Nick Clements, founder of price comparison website MagnifyMoney.com and a regular commentator for Forbes, told Tradestreaming that the formation of the Marketplace Lending Association (MLA) on April 6 will give the sector an important voice, as federal and state regulators start to look more closely at the sector.
“There is not a lack of regulation in the U.S.,” Clements explained. “In fact, there is a lot of regulation from varying agencies and states. But what is missing is a clear regulatory framework,” he said.
In an email exchange on April 12 from the Lendit 2016 conference, Clements said most CEOs at the gathering spoke about welcoming regulation, and added that there is an overall feeling in the marketplace lending sector that the industry is inherently consumer-friendly. Most felt their businesses would benefit (with investors, for example) by having regulatory clarity.
“There is ambiguity in a number of places, and that needs to be addressed,” he said. “For example, Madden vs Midland Funding raises questions about the maximum rate that can be charged (and portability of rate) for a typical marketplace structure. Or take the issue of a national lending license for non-depository institutions. This went away with Dodd-Frank and would help marketplace lenders avoid having to get licensed and audited by 50 different state regulators.”
The MLA was founded by credit marketplaces Funding Circle, Lending Club (NYSE: LC) and Prosper. Officials for the Association said the group will also lobby for sound public policy to benefit borrowers and investors. The group’s Marketplace Lending Operating Standards outlines fair lending practices, provides guidelines for appropriate risk management models and especially calls for transparency for all parties involved in marketplace lending, including investors, borrowers and regulators.
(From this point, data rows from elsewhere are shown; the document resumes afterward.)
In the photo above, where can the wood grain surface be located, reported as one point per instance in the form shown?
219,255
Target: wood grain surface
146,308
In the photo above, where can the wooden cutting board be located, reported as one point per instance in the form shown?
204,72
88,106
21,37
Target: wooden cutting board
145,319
The Association is governed by a Board of Directors, which will initially consist of one Director nominated by each founding member. As more marketplace lending companies join the MLA, additional directors will be elected based on a vote of the full membership. The MLA intends to hire an executive director and staff as it continues to expand.
“The launch of this Association reflects our industry’s commitment to the highest standards of transparency and customer protection, while also delivering innovative new ways to provide better value and experiences for consumers, small businesses and investors,” said Funding Circle Co-Founder and U.S. Managing Director Sam Hodges in a prepared statement. “In the fast-growing marketplace lending sector, we want to continue to act as a thought leader and thought partner to the appropriate bodies in Washington to ensure continued innovation and responsible growth in the sector.”
The group says it aims to bolster the growth of the marketplace lending industry, as well as to ensure transparency and efficiency throughout the sector. To accomplish that goal, the group has published a professional code of ethics, the Marketplace Lending Operating Standards, to address issues including transparency, responsible lending practices, governance and controls, and risk management.